His eyes appeared so empty. They were missing their soul. An empty shell. The spirit they’d lived for dark and empty and silent. Lost. Their twinkle slithered away like a teardrop. Gone. He showed no sign of recognition. He turned back to face the sun.
“Look at this field,” he murmured, as many words as I’d heard him say in a long, long time. “Imagine how many ants there are in Victoria Park.”
I couldn’t help myself. I giggled. He always could make me laugh. I pulled my coat closer to me. He turned to me again. The sun had just started to appear with shape. It might have been the glint of the sun in Arthur’s eye, but I truly believe, and always will, that there was something within them. A glimmer of humour in the fleeting light. We were both standing there, waiting for the rising sun as we had together on so many mornings. I had long-since ceased awaiting the coming of day alone.

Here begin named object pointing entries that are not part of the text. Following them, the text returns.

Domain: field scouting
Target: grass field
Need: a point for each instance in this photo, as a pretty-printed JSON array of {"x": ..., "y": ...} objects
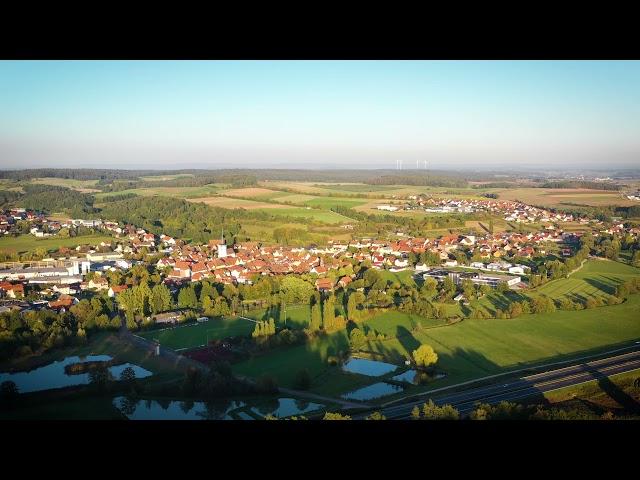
[
  {"x": 164, "y": 178},
  {"x": 326, "y": 216},
  {"x": 555, "y": 197},
  {"x": 355, "y": 187},
  {"x": 196, "y": 335},
  {"x": 469, "y": 349},
  {"x": 176, "y": 192},
  {"x": 27, "y": 243},
  {"x": 258, "y": 193},
  {"x": 90, "y": 408},
  {"x": 597, "y": 278}
]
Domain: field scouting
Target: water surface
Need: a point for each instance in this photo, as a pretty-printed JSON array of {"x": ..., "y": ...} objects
[
  {"x": 372, "y": 368},
  {"x": 52, "y": 375}
]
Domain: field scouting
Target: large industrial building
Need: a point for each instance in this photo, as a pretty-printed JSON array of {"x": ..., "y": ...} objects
[{"x": 493, "y": 279}]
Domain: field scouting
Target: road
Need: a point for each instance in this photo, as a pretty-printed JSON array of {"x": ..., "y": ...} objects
[{"x": 523, "y": 387}]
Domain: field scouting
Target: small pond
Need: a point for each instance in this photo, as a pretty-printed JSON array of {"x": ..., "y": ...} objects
[
  {"x": 53, "y": 374},
  {"x": 286, "y": 407},
  {"x": 376, "y": 390},
  {"x": 372, "y": 368}
]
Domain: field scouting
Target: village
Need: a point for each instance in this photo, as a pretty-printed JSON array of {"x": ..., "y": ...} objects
[
  {"x": 490, "y": 259},
  {"x": 511, "y": 211}
]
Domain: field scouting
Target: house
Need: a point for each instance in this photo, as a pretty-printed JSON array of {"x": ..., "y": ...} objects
[
  {"x": 116, "y": 289},
  {"x": 324, "y": 284}
]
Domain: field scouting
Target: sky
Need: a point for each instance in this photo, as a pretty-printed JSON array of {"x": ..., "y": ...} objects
[{"x": 319, "y": 114}]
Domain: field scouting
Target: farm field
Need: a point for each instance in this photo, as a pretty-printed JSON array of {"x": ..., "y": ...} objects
[
  {"x": 90, "y": 408},
  {"x": 27, "y": 243},
  {"x": 326, "y": 216},
  {"x": 177, "y": 192},
  {"x": 555, "y": 197},
  {"x": 80, "y": 185},
  {"x": 254, "y": 192},
  {"x": 597, "y": 278},
  {"x": 164, "y": 178},
  {"x": 469, "y": 349},
  {"x": 475, "y": 348}
]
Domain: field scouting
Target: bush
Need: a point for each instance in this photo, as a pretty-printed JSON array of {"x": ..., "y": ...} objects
[
  {"x": 302, "y": 380},
  {"x": 267, "y": 384}
]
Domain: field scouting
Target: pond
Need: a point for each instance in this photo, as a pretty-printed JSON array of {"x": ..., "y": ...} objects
[
  {"x": 376, "y": 390},
  {"x": 53, "y": 375},
  {"x": 409, "y": 376},
  {"x": 372, "y": 368}
]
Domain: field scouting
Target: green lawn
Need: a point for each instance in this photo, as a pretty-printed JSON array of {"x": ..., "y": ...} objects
[
  {"x": 176, "y": 192},
  {"x": 91, "y": 408},
  {"x": 196, "y": 335},
  {"x": 597, "y": 278},
  {"x": 283, "y": 363},
  {"x": 469, "y": 349},
  {"x": 27, "y": 243}
]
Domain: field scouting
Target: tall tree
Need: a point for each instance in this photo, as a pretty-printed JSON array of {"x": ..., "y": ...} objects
[{"x": 328, "y": 313}]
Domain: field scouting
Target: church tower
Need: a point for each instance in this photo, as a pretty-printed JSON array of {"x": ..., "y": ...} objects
[{"x": 222, "y": 248}]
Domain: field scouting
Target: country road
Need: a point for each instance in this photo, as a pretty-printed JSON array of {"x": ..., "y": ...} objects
[{"x": 523, "y": 387}]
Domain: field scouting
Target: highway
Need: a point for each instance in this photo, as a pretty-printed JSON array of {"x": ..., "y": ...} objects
[{"x": 523, "y": 387}]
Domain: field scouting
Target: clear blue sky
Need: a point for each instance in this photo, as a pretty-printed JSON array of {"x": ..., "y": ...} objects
[{"x": 136, "y": 114}]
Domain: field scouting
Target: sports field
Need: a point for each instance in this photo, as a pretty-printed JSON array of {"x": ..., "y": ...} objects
[
  {"x": 27, "y": 243},
  {"x": 197, "y": 334},
  {"x": 176, "y": 192},
  {"x": 472, "y": 348},
  {"x": 330, "y": 202},
  {"x": 164, "y": 178},
  {"x": 84, "y": 186}
]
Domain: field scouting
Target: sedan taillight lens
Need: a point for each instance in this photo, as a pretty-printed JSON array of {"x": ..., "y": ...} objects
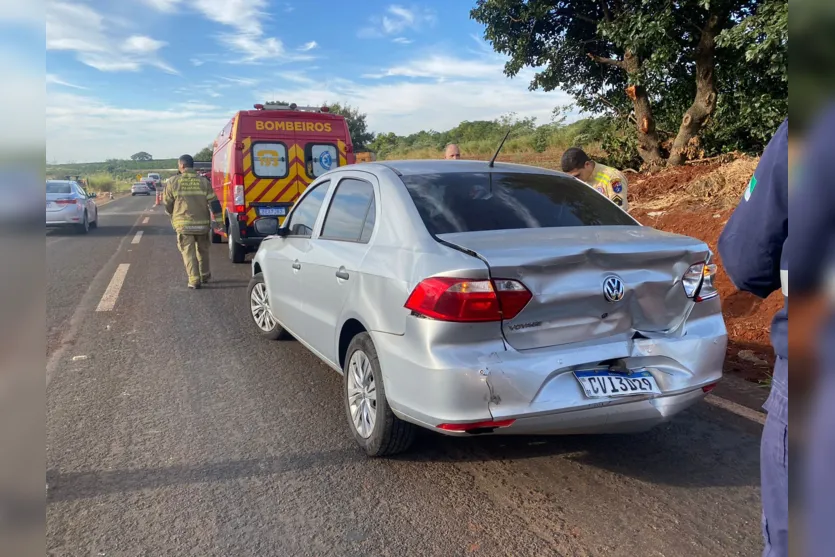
[
  {"x": 698, "y": 282},
  {"x": 468, "y": 300},
  {"x": 708, "y": 289}
]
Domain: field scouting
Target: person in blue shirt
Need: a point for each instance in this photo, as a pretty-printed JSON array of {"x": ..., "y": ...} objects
[{"x": 754, "y": 255}]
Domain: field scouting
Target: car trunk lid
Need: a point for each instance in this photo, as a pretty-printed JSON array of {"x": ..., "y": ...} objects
[
  {"x": 566, "y": 268},
  {"x": 59, "y": 201}
]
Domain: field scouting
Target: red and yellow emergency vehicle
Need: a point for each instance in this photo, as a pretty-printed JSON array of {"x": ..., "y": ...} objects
[{"x": 265, "y": 158}]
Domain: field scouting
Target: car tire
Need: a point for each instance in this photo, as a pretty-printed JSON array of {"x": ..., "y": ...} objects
[
  {"x": 389, "y": 434},
  {"x": 84, "y": 225},
  {"x": 237, "y": 252},
  {"x": 267, "y": 325}
]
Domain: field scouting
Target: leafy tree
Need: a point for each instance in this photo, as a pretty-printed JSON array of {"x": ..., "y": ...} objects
[
  {"x": 204, "y": 154},
  {"x": 660, "y": 65},
  {"x": 357, "y": 126},
  {"x": 141, "y": 156}
]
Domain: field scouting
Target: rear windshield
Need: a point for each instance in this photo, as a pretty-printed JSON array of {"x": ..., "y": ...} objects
[
  {"x": 471, "y": 201},
  {"x": 58, "y": 187}
]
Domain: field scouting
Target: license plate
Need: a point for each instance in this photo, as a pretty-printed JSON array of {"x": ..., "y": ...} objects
[
  {"x": 604, "y": 384},
  {"x": 272, "y": 211}
]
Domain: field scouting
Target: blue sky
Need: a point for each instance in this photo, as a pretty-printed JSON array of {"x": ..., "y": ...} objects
[{"x": 163, "y": 76}]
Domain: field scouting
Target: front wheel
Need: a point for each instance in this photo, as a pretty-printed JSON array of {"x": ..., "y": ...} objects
[
  {"x": 375, "y": 427},
  {"x": 237, "y": 252},
  {"x": 259, "y": 309}
]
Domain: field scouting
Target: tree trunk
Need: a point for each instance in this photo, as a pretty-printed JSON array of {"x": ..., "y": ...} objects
[
  {"x": 649, "y": 145},
  {"x": 705, "y": 102}
]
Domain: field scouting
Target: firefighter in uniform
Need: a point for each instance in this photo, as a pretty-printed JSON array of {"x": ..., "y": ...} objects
[
  {"x": 190, "y": 201},
  {"x": 755, "y": 254},
  {"x": 605, "y": 179}
]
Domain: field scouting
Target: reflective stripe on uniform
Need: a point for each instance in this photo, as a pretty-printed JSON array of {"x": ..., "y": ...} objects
[{"x": 784, "y": 282}]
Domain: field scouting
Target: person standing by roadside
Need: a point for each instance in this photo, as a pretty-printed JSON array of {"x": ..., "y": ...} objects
[
  {"x": 452, "y": 152},
  {"x": 754, "y": 251},
  {"x": 605, "y": 179},
  {"x": 191, "y": 202}
]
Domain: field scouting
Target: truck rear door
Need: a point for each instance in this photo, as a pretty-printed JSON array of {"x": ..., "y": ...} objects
[{"x": 271, "y": 168}]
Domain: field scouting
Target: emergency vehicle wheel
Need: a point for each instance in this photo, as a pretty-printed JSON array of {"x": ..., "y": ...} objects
[
  {"x": 375, "y": 427},
  {"x": 259, "y": 309},
  {"x": 237, "y": 252}
]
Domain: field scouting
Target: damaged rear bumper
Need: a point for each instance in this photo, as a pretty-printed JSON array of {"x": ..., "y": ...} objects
[{"x": 431, "y": 382}]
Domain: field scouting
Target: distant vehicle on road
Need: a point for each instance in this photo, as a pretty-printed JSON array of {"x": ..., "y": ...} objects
[
  {"x": 69, "y": 205},
  {"x": 140, "y": 188},
  {"x": 264, "y": 159},
  {"x": 470, "y": 299}
]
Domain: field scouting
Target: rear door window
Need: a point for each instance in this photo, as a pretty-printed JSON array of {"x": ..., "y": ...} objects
[
  {"x": 269, "y": 160},
  {"x": 320, "y": 158},
  {"x": 58, "y": 187},
  {"x": 472, "y": 201},
  {"x": 348, "y": 211},
  {"x": 306, "y": 210}
]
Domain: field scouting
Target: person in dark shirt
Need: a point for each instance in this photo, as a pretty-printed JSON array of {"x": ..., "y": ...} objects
[{"x": 754, "y": 255}]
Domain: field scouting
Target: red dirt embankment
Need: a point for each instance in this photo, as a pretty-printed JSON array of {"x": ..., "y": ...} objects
[{"x": 697, "y": 201}]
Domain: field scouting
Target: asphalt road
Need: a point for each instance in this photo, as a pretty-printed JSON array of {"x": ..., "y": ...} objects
[{"x": 173, "y": 429}]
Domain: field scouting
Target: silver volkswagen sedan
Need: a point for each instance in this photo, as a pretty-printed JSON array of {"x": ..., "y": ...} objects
[{"x": 470, "y": 299}]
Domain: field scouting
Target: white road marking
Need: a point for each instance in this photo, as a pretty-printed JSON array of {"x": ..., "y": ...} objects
[
  {"x": 83, "y": 307},
  {"x": 737, "y": 409},
  {"x": 108, "y": 299}
]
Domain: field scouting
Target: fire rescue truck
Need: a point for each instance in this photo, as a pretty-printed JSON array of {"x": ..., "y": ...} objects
[{"x": 264, "y": 159}]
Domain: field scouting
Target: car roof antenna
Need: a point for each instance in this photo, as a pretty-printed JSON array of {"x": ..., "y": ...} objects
[{"x": 496, "y": 154}]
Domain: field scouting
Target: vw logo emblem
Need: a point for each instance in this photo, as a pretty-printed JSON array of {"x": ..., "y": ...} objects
[{"x": 613, "y": 289}]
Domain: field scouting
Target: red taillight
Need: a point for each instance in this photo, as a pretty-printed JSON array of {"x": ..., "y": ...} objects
[
  {"x": 476, "y": 425},
  {"x": 238, "y": 201},
  {"x": 467, "y": 300}
]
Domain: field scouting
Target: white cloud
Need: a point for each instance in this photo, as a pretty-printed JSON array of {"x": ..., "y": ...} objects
[
  {"x": 79, "y": 28},
  {"x": 84, "y": 128},
  {"x": 406, "y": 106},
  {"x": 27, "y": 13},
  {"x": 246, "y": 82},
  {"x": 166, "y": 6},
  {"x": 247, "y": 38},
  {"x": 396, "y": 20},
  {"x": 443, "y": 67},
  {"x": 141, "y": 44},
  {"x": 52, "y": 79}
]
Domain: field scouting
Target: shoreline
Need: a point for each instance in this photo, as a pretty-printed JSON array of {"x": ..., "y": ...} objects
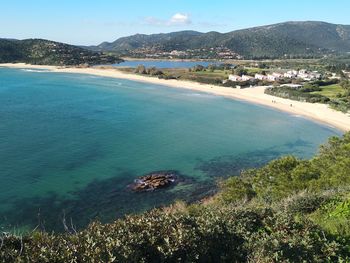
[{"x": 315, "y": 111}]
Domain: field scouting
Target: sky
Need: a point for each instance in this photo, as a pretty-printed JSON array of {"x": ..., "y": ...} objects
[{"x": 90, "y": 22}]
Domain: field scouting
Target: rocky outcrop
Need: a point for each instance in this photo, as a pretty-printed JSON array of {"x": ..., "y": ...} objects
[{"x": 153, "y": 181}]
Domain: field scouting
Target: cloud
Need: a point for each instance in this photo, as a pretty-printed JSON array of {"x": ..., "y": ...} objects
[
  {"x": 180, "y": 19},
  {"x": 177, "y": 19}
]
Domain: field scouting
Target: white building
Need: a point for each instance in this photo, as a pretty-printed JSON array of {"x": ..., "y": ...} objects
[
  {"x": 234, "y": 78},
  {"x": 290, "y": 74},
  {"x": 246, "y": 78},
  {"x": 260, "y": 77}
]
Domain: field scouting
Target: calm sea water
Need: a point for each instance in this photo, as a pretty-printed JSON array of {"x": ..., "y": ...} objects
[
  {"x": 70, "y": 144},
  {"x": 164, "y": 63}
]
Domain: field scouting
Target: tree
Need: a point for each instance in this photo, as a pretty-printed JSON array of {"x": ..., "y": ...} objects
[{"x": 240, "y": 71}]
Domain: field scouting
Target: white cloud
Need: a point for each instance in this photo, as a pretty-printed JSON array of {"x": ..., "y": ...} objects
[
  {"x": 177, "y": 19},
  {"x": 180, "y": 19}
]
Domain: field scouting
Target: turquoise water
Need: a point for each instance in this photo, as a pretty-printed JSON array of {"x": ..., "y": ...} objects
[
  {"x": 164, "y": 63},
  {"x": 70, "y": 144}
]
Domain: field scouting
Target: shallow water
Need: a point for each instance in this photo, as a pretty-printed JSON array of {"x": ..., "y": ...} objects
[{"x": 70, "y": 144}]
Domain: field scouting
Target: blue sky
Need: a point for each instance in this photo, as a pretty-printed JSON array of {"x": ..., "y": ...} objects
[{"x": 88, "y": 22}]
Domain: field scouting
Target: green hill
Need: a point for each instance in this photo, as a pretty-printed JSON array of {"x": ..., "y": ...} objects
[
  {"x": 291, "y": 39},
  {"x": 45, "y": 52}
]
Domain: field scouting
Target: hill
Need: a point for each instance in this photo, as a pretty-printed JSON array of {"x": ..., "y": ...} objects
[
  {"x": 289, "y": 39},
  {"x": 45, "y": 52}
]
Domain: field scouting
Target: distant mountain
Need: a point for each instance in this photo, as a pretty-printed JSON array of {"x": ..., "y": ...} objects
[
  {"x": 292, "y": 39},
  {"x": 45, "y": 52}
]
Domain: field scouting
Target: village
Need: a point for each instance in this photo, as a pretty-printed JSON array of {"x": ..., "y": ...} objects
[{"x": 276, "y": 76}]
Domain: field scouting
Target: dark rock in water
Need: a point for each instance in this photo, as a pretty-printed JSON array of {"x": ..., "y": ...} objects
[{"x": 154, "y": 180}]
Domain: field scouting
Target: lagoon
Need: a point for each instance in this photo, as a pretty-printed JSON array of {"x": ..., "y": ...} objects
[{"x": 71, "y": 143}]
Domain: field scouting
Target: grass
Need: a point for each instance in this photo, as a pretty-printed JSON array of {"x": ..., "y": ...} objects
[{"x": 330, "y": 91}]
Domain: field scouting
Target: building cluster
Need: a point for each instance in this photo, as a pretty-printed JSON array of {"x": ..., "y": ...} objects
[{"x": 275, "y": 76}]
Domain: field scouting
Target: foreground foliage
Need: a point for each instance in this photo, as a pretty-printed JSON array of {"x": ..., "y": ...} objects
[{"x": 291, "y": 210}]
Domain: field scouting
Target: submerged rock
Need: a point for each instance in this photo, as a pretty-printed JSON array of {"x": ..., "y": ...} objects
[{"x": 153, "y": 181}]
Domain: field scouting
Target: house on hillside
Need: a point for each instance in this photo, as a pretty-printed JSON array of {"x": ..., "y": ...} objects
[
  {"x": 290, "y": 74},
  {"x": 234, "y": 78},
  {"x": 260, "y": 77},
  {"x": 246, "y": 78}
]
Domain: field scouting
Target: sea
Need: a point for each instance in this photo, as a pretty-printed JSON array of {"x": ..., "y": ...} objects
[{"x": 71, "y": 145}]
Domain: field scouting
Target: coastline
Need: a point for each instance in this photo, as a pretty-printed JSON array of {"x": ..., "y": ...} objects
[{"x": 315, "y": 111}]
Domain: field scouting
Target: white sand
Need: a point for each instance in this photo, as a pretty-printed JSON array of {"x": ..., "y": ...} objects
[{"x": 319, "y": 112}]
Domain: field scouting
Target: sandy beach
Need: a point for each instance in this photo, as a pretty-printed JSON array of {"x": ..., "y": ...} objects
[{"x": 315, "y": 111}]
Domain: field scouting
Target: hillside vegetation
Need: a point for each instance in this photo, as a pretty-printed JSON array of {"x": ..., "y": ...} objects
[
  {"x": 290, "y": 210},
  {"x": 45, "y": 52}
]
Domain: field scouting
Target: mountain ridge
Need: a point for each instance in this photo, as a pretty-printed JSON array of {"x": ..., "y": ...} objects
[
  {"x": 46, "y": 52},
  {"x": 292, "y": 38}
]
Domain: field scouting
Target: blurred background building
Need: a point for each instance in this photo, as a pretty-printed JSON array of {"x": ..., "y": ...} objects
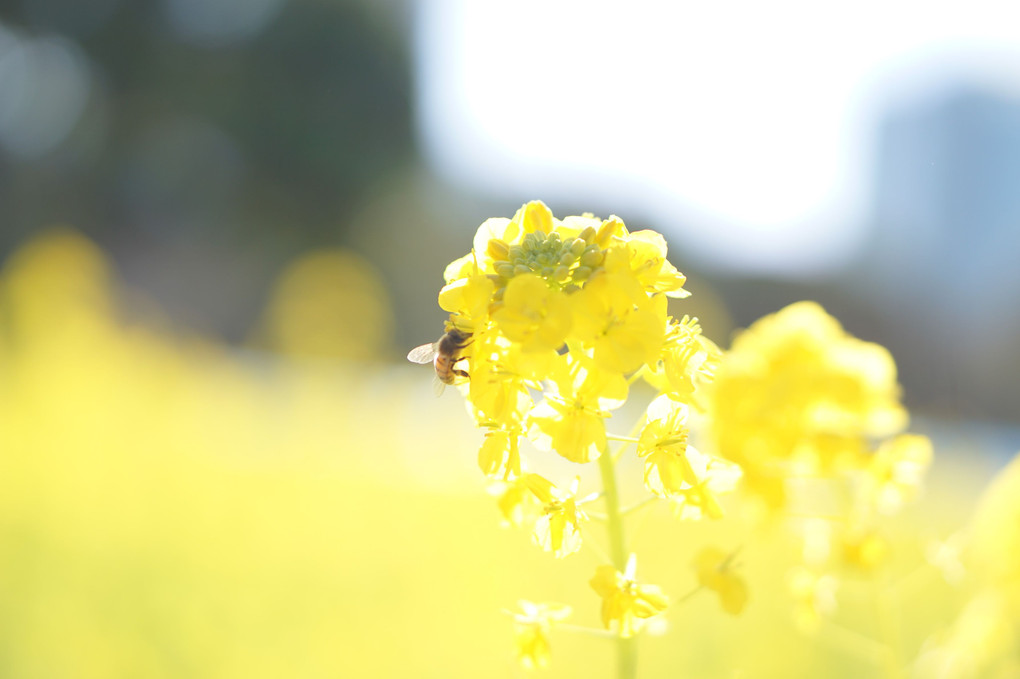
[{"x": 857, "y": 155}]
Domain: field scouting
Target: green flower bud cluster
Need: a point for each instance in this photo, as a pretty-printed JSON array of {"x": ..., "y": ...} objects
[{"x": 564, "y": 263}]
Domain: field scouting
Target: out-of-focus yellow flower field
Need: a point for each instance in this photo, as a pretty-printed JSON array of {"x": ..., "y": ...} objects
[{"x": 170, "y": 507}]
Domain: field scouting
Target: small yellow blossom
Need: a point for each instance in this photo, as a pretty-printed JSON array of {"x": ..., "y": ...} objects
[
  {"x": 497, "y": 390},
  {"x": 687, "y": 360},
  {"x": 621, "y": 324},
  {"x": 896, "y": 471},
  {"x": 814, "y": 596},
  {"x": 558, "y": 529},
  {"x": 467, "y": 301},
  {"x": 571, "y": 420},
  {"x": 500, "y": 454},
  {"x": 531, "y": 628},
  {"x": 623, "y": 601},
  {"x": 715, "y": 572},
  {"x": 517, "y": 504},
  {"x": 647, "y": 252},
  {"x": 798, "y": 395},
  {"x": 533, "y": 315},
  {"x": 711, "y": 477},
  {"x": 864, "y": 549},
  {"x": 676, "y": 470}
]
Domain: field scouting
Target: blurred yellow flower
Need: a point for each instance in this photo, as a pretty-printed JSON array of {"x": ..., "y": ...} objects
[
  {"x": 715, "y": 572},
  {"x": 624, "y": 602},
  {"x": 531, "y": 628},
  {"x": 796, "y": 395},
  {"x": 896, "y": 471},
  {"x": 814, "y": 596}
]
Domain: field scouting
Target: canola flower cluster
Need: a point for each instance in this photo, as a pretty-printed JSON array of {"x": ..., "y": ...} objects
[
  {"x": 563, "y": 316},
  {"x": 809, "y": 412}
]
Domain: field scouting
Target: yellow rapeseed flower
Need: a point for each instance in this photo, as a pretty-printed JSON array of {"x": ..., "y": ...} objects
[
  {"x": 558, "y": 529},
  {"x": 798, "y": 395},
  {"x": 623, "y": 601},
  {"x": 570, "y": 421},
  {"x": 715, "y": 572},
  {"x": 533, "y": 315},
  {"x": 531, "y": 628},
  {"x": 622, "y": 325}
]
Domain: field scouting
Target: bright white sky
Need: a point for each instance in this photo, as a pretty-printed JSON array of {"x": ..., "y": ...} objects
[{"x": 745, "y": 126}]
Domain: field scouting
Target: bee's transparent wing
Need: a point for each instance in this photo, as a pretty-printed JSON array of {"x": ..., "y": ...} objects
[{"x": 422, "y": 354}]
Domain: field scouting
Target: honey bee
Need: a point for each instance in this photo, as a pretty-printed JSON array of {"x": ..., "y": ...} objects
[{"x": 444, "y": 355}]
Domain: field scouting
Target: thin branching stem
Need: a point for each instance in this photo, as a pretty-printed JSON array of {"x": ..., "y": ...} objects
[{"x": 626, "y": 667}]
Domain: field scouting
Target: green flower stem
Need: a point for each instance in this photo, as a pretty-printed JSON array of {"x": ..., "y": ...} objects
[{"x": 626, "y": 648}]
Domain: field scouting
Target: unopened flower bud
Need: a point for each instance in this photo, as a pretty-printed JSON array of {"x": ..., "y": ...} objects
[{"x": 498, "y": 250}]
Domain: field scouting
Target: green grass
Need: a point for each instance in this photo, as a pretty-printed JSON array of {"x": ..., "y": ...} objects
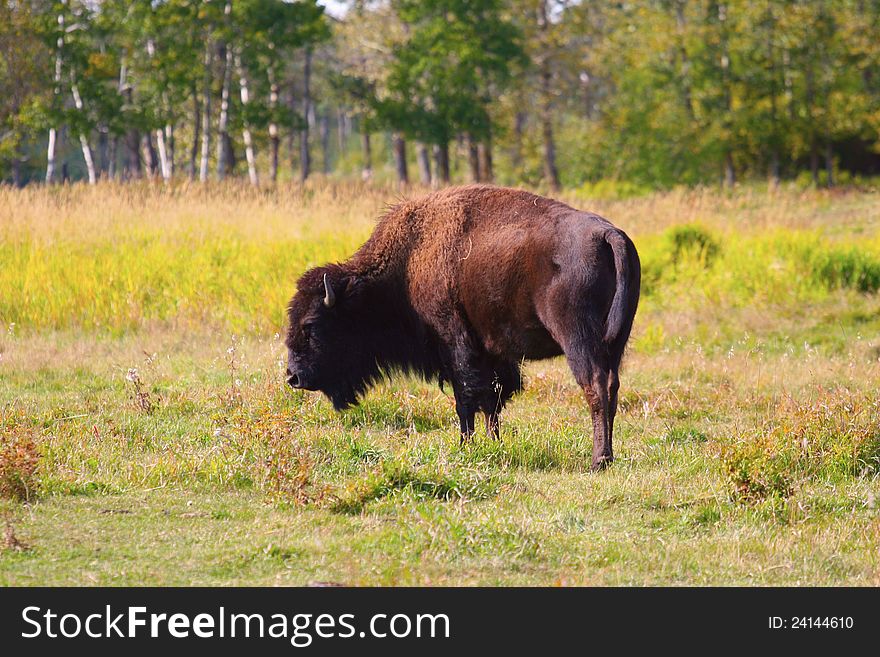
[{"x": 747, "y": 441}]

Then Arthur startled me by taking my hand. Strangely warm. The protruding bones of his fingers felt delicate, the years of muscular labour having worn away. But I felt no vulnerability within him. He was my protector of old. My lifelong companion. “Here she comes,” he said as his dressing gown flapped, catching a breeze. The legs of his pyjama trousers ruffled gently. My hand in his was as natural as it had ever been. Across that wintered field, never was any sunrise we saw together so beautiful.
“Ride on, beauty,” he said to the sun as she climbed slowly upward, bringing with her the day.